Dive Brief:
- A new study by 16 programmatic publishers including Business Insider, The New York Times and The Washington Post done in conjunction with the platforms Google, Amobee and Quantcast found alarming figures around video and display advertising fraud, according to a press release. The groups examined ad inventory available across 26 domains and found video callouts — the messages programmatic platforms receive regarding what inventory is available from a publisher — are overstated by 57x compared to the available inventory, correlating to around 700 million counterfeit callouts per day.
- Display callouts were overstated by 4x the available inventory, representing billions of counterfeit callouts each day. Google put a financial figure behind some of the impact, suggesting publishers lose $3.5 million to fraud daily or $1.27 billion yearly based on a $5 video ad CPM valuation thanks to spoofed domains on ad exchanges, as reported by The Drum.
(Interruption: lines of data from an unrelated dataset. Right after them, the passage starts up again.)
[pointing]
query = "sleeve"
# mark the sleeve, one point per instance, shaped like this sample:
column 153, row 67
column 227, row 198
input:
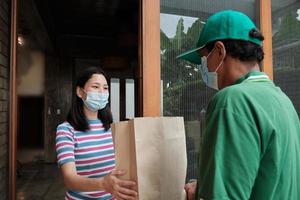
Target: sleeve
column 230, row 157
column 64, row 145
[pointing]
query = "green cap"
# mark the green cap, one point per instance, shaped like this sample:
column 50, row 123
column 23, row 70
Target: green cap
column 226, row 24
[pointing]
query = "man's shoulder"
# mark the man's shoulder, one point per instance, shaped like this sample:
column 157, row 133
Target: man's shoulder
column 231, row 94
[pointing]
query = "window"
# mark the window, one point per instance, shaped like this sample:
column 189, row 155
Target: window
column 184, row 93
column 286, row 47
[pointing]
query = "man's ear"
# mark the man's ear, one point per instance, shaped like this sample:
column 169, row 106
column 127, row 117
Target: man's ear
column 221, row 49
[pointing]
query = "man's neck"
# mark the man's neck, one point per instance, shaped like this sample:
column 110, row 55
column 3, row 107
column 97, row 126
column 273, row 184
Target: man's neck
column 235, row 70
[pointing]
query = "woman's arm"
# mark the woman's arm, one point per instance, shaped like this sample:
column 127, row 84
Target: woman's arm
column 110, row 183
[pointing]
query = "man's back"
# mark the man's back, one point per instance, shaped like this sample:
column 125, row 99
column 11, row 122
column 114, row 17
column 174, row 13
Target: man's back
column 251, row 144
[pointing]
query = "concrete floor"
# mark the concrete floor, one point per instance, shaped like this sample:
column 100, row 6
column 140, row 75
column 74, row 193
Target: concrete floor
column 38, row 180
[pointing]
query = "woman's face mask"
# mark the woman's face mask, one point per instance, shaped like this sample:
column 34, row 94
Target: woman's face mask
column 96, row 100
column 209, row 78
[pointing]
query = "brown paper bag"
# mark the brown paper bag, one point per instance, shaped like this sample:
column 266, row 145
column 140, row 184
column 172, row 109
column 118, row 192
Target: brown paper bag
column 153, row 152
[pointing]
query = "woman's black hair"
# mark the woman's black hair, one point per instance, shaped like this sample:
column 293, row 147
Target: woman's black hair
column 76, row 116
column 243, row 50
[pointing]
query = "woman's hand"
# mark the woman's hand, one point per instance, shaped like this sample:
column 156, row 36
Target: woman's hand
column 190, row 189
column 120, row 189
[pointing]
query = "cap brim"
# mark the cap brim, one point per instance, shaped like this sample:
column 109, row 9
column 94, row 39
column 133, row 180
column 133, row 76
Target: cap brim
column 191, row 56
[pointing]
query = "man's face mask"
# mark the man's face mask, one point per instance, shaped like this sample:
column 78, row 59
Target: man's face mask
column 209, row 78
column 96, row 100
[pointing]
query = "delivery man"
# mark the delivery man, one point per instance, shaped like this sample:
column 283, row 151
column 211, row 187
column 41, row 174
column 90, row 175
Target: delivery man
column 251, row 144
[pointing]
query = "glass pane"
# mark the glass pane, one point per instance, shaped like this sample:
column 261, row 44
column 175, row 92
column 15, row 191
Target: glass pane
column 184, row 93
column 286, row 47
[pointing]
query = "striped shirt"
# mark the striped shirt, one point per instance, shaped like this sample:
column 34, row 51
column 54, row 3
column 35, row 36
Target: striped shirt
column 92, row 151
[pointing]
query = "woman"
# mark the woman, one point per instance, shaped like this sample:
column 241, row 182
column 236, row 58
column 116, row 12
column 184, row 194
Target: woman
column 84, row 145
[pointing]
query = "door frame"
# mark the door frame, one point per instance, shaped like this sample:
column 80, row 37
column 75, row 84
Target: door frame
column 13, row 123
- In the release, representatives from Google, Business Insider, Amobee and others called for greater adoption of the IAB Tech Lab's ads.txt initiative, which promotes authorized inventory from publishers and combats criminal practices like domain spoofing.
Dive Insight:
Fraud in online advertising has been a problem for a long time, but the new study puts a fine point on its widespread prevalence and the severity of the financial damage it can do publishers' businesses. The issue indeed impacts every player across the digital media supply chain, from the brands that buy ads that are never viewed and don't drive awareness or other KPIs, to the platforms and exchanges whose credibility is damaged by a failure to account for fraudulent activity.
Fraud happens when a low-quality site spoofs a premium publisher's URL or fake impressions are labeled with a premium publisher's URL. This fake inventory is then sent to exchanges and SSPs. Ads.txt, which was rolled out in May, is being presented as a way to address the problem and stem the tide against bad actors online.
Earlier this month, The Wall Street Journal reported that the average price of digital ad inventory sold through Google's platform has risen since Nov. 8, right around when the tech giant started blocking purchases of unauthorized inventory that was identified by ads.txt. The signal appeared to be that the rising costs of that inventory were indicative that levels of fraud are going down.
Still, ads.txt adoption has been sluggish among online publishers, according to an August study by MarTech Today. Heading into 2017, all players in the industry will likely need to become more vigilant and adaptable to these kinds of technology solutions in order to spur significant change.
"If the industry is going to seriously take on counterfeit inventory, publishers need to immediately get behind ads.txt, otherwise this problem will linger and continue to hurt both brands and publishers." Jana Meron, VP of programmatic and data strategy at Business Insider, said in a statement.
The mobile ad tech firm Kargo earlier this week became the first company to achieve 100% ads.txt compliance.